In the case of the Market Design and Platform Technology working group’s July white paper, NECHPI wrote that "it is difficult to imagine how stakeholders and active parties will be able to begin to consider and support the development of new tariff structures and rate-setting approaches without having considerably more concrete, specific guidelines for utility activities, plans, and targeted initiatives for integrating substantially higher levels of DERs.”
Henrietta de Veer, a long-time energy consultant and author of the NECHPI filings, noted the contrast between California’s work on collecting and disseminating distribution grid data, and what she sees as New York’s lack of groundwork on this front. “Throughout every proceeding, compromises are being made, based on missing data and erroneous assumptions,” she said.

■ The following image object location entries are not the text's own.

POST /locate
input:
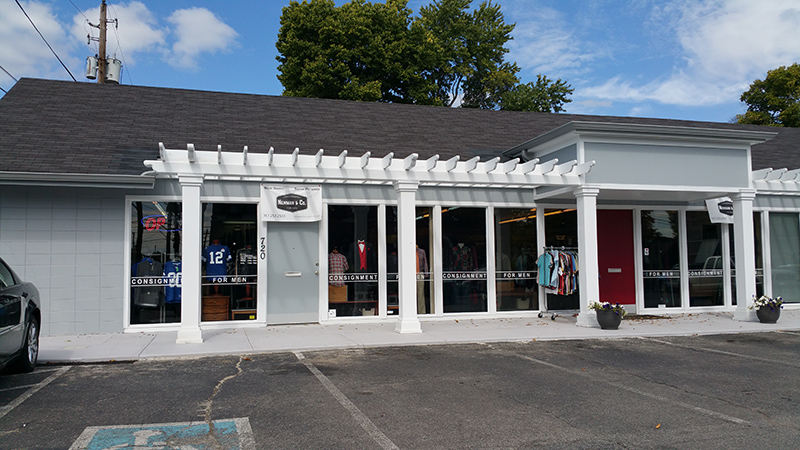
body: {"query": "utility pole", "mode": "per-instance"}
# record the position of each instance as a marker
(101, 58)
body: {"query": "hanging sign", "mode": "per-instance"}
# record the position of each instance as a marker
(720, 210)
(285, 203)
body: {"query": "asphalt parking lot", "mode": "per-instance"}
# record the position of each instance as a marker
(737, 391)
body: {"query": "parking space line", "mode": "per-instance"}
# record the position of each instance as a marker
(361, 418)
(594, 379)
(17, 401)
(722, 352)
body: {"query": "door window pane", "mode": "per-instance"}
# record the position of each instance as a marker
(784, 235)
(515, 247)
(353, 260)
(661, 259)
(230, 262)
(464, 259)
(704, 240)
(156, 280)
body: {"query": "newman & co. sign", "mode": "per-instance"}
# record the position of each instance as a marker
(285, 203)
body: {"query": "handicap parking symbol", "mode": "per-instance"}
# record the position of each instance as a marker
(230, 434)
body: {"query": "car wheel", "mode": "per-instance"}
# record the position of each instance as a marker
(30, 349)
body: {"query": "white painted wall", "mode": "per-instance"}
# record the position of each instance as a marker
(69, 243)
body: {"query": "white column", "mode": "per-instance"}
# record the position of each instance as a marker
(191, 217)
(406, 256)
(588, 267)
(744, 247)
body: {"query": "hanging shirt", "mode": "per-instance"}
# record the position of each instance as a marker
(337, 265)
(216, 257)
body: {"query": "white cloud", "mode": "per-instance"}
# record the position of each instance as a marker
(544, 41)
(725, 46)
(198, 31)
(138, 30)
(23, 53)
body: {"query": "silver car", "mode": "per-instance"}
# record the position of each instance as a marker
(20, 318)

For example, to determine the locational values of DERs on the distribution grid, “You cannot even begin to discuss it, unless you know what you have down to the circuit level,” she said. But New York's utilities have asked the PSC for permission to avoid providing circuit-level data, preferring to provide the far simpler locational marginal price data from the state's grid operator, New York ISO.
“"TASC respectfully requests that the Commission and Staff reject the narrow and overly traditional approach that the Joint Utilities are attempting to enforce on the BCA framework, so as to prevent limiting the expansive and forward-thinking nature of the entire REV process."” The Alliance for Solar Choice, PSC filing, Sept. 2015
Utilities need to protect grid security and customer confidentiality, which leads them to be extremely cautious about what kind of data they offer to provide. But as PA Consulting's Mooren pointed out, "New York policymakers' preferred approach is for utilities to provide the required data to third parties. That's the intended leveler of the playing field that would allow anyone to step up and start participating." At the same time, "the data comes from what is a regulated system, and needs to be in a great degree a system that preserves privacy as it relates to all the customers."

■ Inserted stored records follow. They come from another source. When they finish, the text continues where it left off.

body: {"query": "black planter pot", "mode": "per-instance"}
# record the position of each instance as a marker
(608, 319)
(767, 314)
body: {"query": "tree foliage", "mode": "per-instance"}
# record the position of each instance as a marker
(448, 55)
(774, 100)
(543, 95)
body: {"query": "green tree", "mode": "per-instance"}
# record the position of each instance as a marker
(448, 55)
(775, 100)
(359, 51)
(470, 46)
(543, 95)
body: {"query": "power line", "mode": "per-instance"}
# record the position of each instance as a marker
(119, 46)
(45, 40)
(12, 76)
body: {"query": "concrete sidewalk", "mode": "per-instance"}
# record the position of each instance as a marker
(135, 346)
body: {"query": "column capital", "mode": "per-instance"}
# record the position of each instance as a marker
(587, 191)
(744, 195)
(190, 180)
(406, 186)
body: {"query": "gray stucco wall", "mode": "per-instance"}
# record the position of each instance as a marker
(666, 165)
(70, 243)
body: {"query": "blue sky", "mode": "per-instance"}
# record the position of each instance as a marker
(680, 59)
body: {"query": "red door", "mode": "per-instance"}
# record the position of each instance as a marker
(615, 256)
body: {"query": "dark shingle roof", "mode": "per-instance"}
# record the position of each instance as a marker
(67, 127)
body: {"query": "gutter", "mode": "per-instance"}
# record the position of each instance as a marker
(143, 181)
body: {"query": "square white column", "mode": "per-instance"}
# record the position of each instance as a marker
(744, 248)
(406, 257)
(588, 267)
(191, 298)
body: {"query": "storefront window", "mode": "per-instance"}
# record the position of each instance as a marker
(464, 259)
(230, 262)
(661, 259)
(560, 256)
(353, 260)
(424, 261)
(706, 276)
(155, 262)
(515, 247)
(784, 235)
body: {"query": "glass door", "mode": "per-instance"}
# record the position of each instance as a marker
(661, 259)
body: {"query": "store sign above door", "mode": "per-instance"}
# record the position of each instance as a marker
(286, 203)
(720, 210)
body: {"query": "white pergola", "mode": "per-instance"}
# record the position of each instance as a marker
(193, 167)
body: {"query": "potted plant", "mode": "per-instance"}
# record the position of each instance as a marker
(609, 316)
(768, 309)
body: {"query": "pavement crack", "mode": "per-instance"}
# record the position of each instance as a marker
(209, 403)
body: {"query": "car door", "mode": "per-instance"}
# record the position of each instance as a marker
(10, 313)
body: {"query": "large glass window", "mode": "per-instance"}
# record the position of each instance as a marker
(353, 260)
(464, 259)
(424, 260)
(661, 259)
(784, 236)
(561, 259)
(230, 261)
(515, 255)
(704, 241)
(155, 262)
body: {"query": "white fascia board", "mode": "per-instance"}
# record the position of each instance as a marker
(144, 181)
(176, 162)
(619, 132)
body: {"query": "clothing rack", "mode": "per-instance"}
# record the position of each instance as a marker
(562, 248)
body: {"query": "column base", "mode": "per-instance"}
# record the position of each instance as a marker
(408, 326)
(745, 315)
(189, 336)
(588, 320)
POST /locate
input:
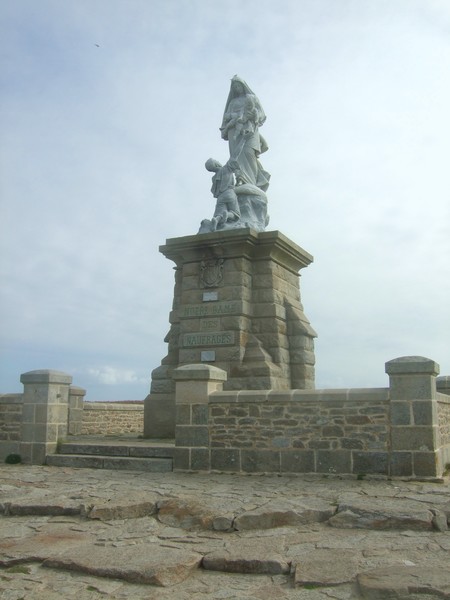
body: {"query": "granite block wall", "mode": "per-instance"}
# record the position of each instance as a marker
(112, 418)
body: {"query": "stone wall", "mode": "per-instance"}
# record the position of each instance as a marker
(10, 422)
(323, 431)
(443, 406)
(109, 418)
(401, 430)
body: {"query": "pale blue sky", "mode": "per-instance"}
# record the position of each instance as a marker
(102, 154)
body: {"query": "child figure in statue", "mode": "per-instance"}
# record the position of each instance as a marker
(223, 182)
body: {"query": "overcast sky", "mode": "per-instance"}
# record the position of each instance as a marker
(110, 109)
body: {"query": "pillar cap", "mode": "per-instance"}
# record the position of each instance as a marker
(409, 365)
(199, 372)
(45, 376)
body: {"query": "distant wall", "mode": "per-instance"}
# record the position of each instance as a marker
(443, 406)
(51, 409)
(108, 418)
(401, 430)
(10, 423)
(334, 431)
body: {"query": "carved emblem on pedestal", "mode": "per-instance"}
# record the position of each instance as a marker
(211, 272)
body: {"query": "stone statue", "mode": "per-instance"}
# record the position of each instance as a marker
(240, 185)
(242, 119)
(223, 183)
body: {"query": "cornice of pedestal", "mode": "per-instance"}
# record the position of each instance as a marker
(236, 243)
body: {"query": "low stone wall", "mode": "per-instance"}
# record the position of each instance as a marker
(443, 406)
(10, 422)
(334, 431)
(401, 430)
(109, 418)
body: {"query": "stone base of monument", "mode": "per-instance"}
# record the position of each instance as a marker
(236, 306)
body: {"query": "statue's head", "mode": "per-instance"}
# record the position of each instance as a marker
(238, 86)
(212, 165)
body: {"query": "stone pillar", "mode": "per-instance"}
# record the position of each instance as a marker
(194, 384)
(44, 413)
(76, 403)
(237, 306)
(414, 421)
(443, 385)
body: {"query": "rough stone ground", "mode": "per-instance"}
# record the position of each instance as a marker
(91, 534)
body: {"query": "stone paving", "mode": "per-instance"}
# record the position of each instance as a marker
(90, 534)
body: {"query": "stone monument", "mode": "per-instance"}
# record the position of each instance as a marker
(237, 296)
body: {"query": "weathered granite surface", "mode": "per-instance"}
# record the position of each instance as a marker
(70, 533)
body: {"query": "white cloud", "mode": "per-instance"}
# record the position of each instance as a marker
(115, 376)
(102, 160)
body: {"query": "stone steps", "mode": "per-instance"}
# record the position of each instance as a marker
(103, 454)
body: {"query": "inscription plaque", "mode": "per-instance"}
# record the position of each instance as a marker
(212, 338)
(213, 309)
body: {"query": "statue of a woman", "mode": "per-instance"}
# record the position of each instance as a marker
(242, 119)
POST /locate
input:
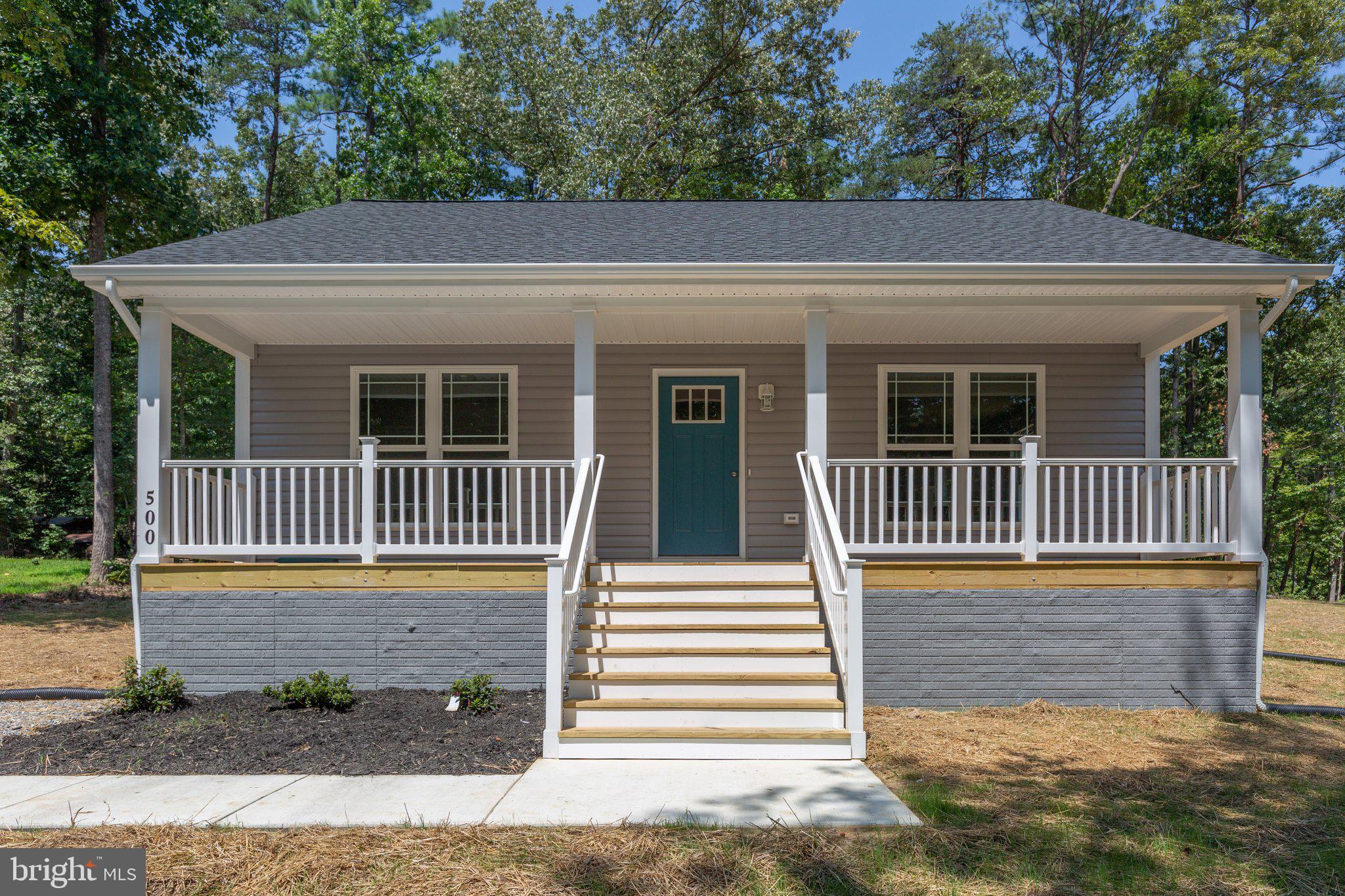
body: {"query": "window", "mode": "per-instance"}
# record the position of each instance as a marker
(436, 413)
(959, 412)
(697, 403)
(963, 412)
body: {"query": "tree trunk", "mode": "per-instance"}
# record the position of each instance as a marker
(11, 416)
(104, 519)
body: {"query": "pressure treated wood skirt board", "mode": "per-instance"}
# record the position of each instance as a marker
(920, 575)
(343, 576)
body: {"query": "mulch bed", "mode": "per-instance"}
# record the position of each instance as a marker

But some REV participants see this as a dangerous line for utilities to take, because it could provide an excuse to retain control over various aspects of REV implementation, and exclude third parties that are seen as threats to that control. As de Veer wrote in another filing, “it would appear that the utilities believe that many, if not most, of the distributed system platform provider functionalities will remain with the regulated utility for the next five years at a minimum. This is certainly neither in the spirit of REV, nor is it how it is envisioned by the Commission.”

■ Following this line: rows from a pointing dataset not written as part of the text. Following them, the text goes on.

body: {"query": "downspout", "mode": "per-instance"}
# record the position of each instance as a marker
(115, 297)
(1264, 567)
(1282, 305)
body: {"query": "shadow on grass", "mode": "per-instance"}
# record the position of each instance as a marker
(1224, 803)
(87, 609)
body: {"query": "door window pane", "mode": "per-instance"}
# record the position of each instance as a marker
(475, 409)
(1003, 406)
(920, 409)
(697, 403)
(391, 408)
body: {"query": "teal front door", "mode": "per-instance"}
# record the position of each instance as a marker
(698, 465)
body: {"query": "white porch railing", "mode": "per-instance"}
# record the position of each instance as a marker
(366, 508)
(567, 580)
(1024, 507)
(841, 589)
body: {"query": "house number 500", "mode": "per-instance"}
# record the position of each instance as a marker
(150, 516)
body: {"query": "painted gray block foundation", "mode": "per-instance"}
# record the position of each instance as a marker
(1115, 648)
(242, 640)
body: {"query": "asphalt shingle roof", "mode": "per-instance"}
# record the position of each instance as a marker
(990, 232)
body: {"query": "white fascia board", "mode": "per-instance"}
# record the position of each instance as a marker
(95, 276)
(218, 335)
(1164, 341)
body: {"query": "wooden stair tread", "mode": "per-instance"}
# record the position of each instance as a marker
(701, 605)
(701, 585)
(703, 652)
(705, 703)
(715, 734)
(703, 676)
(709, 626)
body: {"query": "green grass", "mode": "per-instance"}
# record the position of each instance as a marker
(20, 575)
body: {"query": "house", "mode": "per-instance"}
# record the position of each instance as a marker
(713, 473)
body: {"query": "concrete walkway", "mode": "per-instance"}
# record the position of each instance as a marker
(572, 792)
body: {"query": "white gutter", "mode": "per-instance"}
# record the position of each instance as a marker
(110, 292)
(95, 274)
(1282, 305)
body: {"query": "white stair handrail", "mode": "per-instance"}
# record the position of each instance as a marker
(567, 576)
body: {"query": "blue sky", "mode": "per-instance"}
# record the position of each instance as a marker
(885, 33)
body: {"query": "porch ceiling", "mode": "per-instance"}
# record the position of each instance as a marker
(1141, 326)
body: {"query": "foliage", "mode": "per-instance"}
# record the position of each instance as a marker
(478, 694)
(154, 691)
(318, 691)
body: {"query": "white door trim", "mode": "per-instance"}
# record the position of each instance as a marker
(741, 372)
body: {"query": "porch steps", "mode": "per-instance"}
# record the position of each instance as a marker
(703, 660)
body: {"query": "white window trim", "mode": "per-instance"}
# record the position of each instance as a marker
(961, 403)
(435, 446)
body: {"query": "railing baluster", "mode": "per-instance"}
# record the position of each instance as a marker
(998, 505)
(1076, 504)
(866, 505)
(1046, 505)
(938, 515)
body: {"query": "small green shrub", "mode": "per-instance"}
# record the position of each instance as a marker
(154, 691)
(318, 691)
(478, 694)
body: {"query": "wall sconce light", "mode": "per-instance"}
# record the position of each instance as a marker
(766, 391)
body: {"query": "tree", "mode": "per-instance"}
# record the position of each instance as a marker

De Veer suggests that New York regulators mandate 10-year state and utility integrated resource plans, and require utilities to start work on circuit-level mapping of their distribution grids “as soon as possible to form the basis for all the other proceedings involved in REV.” Using the cost-benefit analysis framework developed by the Electric Power Research Institute would be a good start, she said -- as would be looking at what California has done so far.